To understand the importance of water and water conservation, we must first understand how water interacts with the world around us. This activity demonstrates how water moves, and how water collects.
Most of the Earth’s water is found in the ocean. Water evaporates from the ocean, lakes and rivers and condenses into clouds. When these clouds fill with water, the water will eventually fall as precipitation. Precipitation can be rain, snow, hail or sleet. Once the rain hits the ground it will flow downward following the path of least resistance. For some of the water, this is in the form of infiltration, which means that the water flows through the soil to the ground water. For some water this is in the form of surface flow or runoff in creeks and rivers. In both cases, the water will continue to flow and pick up minerals, nutrients and pollution, until it reaches a body of water that is at low elevation. For most water, this ends up being the ocean. Then, evaporation continues the cycle.
Direction of water flow can be predicted based on the ground’s elevation and soil type. An area where all water drains to the same river or body of water is called a watershed. A simple way to imagine this is using a shower analogy. When water moves from the shower heads (and ‘rains’), the water will hit the shower curtains, the walls and the bottom of the shower. All the areas that the shower head water hits is part of the same ‘watershed’, because it will all flow down into the same ‘river’, the drain pipe.

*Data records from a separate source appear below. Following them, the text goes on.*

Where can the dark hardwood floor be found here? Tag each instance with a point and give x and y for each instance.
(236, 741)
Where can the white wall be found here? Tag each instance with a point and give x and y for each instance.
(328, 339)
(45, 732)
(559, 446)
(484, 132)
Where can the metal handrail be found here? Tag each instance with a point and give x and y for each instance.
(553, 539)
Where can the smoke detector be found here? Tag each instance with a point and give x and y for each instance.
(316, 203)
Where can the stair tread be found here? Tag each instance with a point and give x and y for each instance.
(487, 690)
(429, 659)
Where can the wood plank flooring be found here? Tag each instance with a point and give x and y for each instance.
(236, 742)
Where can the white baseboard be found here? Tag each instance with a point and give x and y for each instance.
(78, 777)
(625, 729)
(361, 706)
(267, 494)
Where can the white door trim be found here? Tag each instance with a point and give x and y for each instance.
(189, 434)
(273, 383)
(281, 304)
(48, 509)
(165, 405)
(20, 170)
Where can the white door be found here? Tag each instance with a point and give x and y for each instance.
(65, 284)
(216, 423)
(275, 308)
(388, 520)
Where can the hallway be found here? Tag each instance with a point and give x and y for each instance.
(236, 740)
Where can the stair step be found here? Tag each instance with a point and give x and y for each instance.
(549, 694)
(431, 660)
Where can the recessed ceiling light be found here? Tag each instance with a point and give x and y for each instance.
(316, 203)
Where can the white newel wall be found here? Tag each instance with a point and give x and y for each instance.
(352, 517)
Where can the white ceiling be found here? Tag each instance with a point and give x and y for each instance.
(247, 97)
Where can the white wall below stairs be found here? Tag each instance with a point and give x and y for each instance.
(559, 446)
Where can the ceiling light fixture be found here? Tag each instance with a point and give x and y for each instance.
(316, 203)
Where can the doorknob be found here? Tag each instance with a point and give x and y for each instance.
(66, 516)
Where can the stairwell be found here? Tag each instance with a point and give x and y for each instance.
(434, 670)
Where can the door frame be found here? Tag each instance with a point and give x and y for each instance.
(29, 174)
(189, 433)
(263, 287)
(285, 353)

In Metro Vancouver, there are three separate watersheds that we use to collect water into a storage body or reservoir. Over half of BC’s population uses these three reservoirs as our source of drinking water.
In our modern age, we transport water from one watershed to another in many ways.
- We transport bottled water collecting it from one place and sending it to another.
- We transport food, which is full of water, from country to country.
- We pipe water away from a watershed to be used in irrigation for our agriculture.
If we take water out of one watershed faster than it is replenished (by precipitation, or mountain glaciers melting) then our reservoirs will slowly decrease in size.